「面白い奴」がいなくなった果てに

 そこそこ老舗のエンタメ系企業のお偉いさんに聞いた話。一番調子良かったころ採ってたのは早稲田とかの落ちこぼれ。基礎学力は必要だろうと早慶レベルを基準にするけど成績関係なく3年山にいたとか面白い奴を採ってた。そいつらは好き勝手してたけど妙な人脈で変なもの作ったりして会社は絶好調。そうなると就職人気が出て早慶でもエリート、東大とかの受験者が増える。人事部が嬉しくていかにも出来そうな、出来杉くんタイプを採り始める。スーツなんか誰も着てなかったのに、会社がどんどん普通になってく。面白いからやろうぜ、が事業計画とかアンケート結果とかの世界になる。

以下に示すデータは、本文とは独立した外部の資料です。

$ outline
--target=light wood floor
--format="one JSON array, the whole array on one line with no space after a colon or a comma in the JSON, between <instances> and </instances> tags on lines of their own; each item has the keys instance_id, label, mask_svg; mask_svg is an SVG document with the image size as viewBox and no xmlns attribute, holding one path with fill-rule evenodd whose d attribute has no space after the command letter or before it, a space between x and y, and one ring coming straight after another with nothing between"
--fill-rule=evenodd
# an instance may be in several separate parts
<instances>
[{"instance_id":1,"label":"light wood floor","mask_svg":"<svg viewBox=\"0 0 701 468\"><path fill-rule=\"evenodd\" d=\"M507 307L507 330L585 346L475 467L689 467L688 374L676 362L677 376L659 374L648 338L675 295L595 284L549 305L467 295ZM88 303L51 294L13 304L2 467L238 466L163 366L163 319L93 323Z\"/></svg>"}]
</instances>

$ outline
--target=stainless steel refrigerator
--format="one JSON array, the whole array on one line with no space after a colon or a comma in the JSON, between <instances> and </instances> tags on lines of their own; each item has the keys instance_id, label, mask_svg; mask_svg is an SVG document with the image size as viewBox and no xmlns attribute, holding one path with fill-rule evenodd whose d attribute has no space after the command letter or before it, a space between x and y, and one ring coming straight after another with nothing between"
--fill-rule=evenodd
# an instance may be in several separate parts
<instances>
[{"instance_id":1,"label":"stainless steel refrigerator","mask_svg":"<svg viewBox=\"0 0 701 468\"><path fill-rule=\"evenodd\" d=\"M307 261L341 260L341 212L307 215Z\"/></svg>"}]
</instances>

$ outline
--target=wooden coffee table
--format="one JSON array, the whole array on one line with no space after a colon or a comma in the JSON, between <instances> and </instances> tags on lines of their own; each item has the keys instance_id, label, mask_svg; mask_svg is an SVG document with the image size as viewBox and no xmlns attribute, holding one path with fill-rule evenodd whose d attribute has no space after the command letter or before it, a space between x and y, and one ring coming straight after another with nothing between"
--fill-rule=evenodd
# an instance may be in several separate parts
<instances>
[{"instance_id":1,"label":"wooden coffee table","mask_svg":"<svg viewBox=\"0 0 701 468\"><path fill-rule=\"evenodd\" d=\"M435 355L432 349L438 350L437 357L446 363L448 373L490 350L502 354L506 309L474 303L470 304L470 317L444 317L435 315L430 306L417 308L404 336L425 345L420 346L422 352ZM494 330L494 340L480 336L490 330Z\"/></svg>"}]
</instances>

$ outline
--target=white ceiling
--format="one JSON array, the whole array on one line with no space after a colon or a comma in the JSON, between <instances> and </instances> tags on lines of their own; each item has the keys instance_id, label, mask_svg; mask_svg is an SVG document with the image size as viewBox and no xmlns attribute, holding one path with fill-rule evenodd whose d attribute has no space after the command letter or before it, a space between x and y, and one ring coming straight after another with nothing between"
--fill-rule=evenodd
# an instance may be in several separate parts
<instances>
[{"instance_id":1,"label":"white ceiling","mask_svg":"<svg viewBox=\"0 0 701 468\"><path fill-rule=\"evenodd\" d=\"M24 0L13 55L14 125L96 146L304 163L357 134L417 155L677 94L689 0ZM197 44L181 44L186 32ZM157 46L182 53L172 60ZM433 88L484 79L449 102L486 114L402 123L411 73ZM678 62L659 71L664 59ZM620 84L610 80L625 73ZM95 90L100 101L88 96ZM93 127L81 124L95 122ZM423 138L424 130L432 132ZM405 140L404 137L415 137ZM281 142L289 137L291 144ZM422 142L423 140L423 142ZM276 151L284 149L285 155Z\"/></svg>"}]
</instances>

 その人が若い時に辞める人を送り出す時は部活の打ち上げみたい感じで笑って泣いて、だったのにその人が定年で辞める時は全員スーツ着た社員が並んで花束贈呈されて、次の瞬間にはみんなデスクに戻って仕事してる。それ見て、こんな会社にしたかったんじゃない、大失敗だ!って思ったって。


 業績も落武者の群れみたいな組織だった時がピークで、右肩下がりで低位安定みたいな状況らしい。途中でヤバいと思ったのか、分かりやすく変なやつを採用した時期があったけどエリート人事部員に変だけどすごいやつを見抜けるはずもなく、バカを採って大失敗しただけってのもおもろい。